Today I went out for coffee. One minute I'm relaxing, enjoying an Iced Latte, and the next minute I'm on the floor, regaining consciousness, with a carrot up my ass. And you know what that means! (Well, you probably don't, but you can find out here).
That's right – it's time for another enlightening episode of:
The Future!Brought to you by Cheapass Vodka TM
Life is short. Drink Hard.
The End Is Cumming
A giant meteor will suddenly be spotted heading towards Earth, and it will be announced that all of us have only have 72 hours to live. Millions of people will copulate in the streets with many different partners, and no one will bother to wear protection. It will be like Woodstock, but less hairy. In the final hour, however, the meteor will inexplicably disintegrate, leaving the Earth completely unharmed. The pregnancy and venereal disease rates will skyrocket to 80 times the norm, leaving many people with somewhat mixed feelings about the whole thing.
The Lady And The Tramp
A Constitutional loophole will be discovered which will allow Bill Clinton to run for President a third time, pitting him against his wife, Hillary. The Presidential debate between the couple will only be televised on pay-per-view and will cost a whopping $499 to view, yet will be the most highly watched program ever aired.
Nothing Like The Real Thing, Baby
Sex toys will become so advanced and life-like that they will start asking you why you were out so late, who you were with, and what you were doing. They will need almost constant reassurance that you still find them attractive, and will frequently accuse you of "acting weird" and "wanting a new sex toy". Eventually they will start causing pregnancies, and special condoms will need to be used.

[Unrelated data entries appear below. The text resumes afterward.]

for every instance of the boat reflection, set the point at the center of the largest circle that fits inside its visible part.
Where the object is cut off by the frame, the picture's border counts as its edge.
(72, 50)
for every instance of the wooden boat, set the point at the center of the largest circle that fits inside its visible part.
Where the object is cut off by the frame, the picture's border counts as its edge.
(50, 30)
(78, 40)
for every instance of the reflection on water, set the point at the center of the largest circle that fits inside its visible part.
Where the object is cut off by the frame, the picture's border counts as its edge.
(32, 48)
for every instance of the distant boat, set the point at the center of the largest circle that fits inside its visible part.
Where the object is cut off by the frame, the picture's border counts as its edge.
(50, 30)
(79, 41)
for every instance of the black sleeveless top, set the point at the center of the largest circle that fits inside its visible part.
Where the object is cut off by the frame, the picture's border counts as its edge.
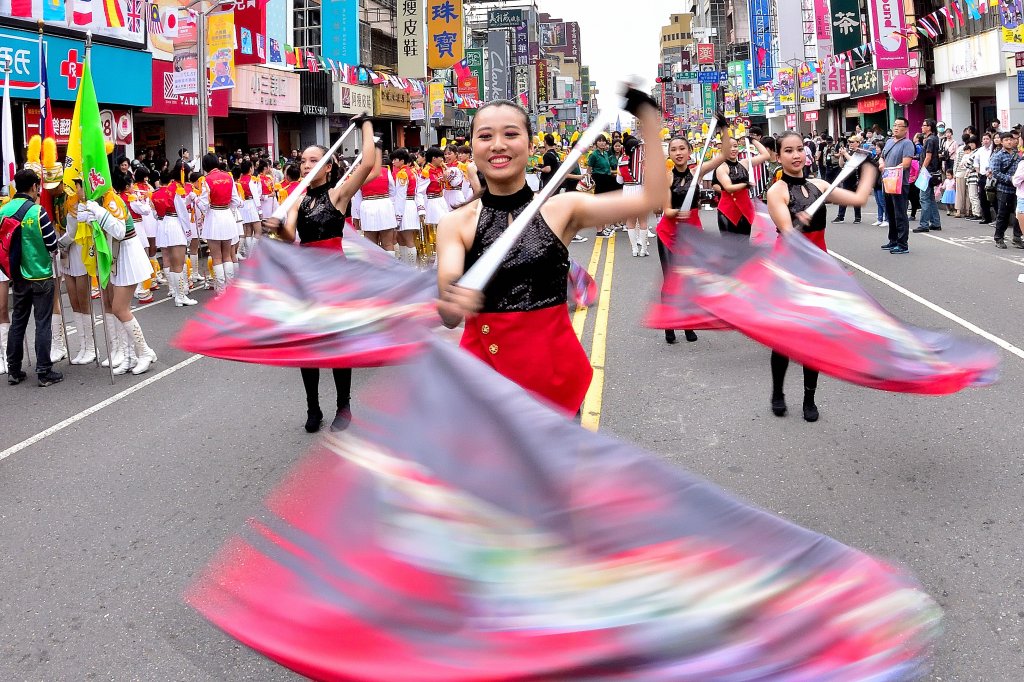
(680, 185)
(318, 219)
(534, 274)
(798, 203)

I Want To Fry Like An Eagle
While making his annual Earth Day speech from the backyard of his ranch home, President George W Bush will suddenly be attacked by a large American eagle. For the President's safety, the secret service will not shoot the Eagle, but instead will subdue it with tasers. The bird will then be tried and convicted in Texas, where it will receive the death penalty.
I Want A New Drug. Or Two.
Two new drugs will simultaneously hit the streets. The first drug will cause people to be nice to each other, dance all night, and listen to music in a whole new way. The other drug will cause people to commit date rape, beat their kids, and run over other people with their cars. One of these drugs will be made legal and easily obtainable, while the other will get you 3 to 5 years in prison.
Michael Jackson will be caught having sexual intercourse with an adult human female.
I'm just telling you what I saw.
Just A Reminder...
You and everyone you know will die, be buried, and then slowly rot away in the ground, as worms wiggle around in the remains of your putrid flesh. Eventually you will be completely forgotten, and it will be as if your life had never even happened at all. (That wasn't one of my visions, I just like bumming people out every once in a while.)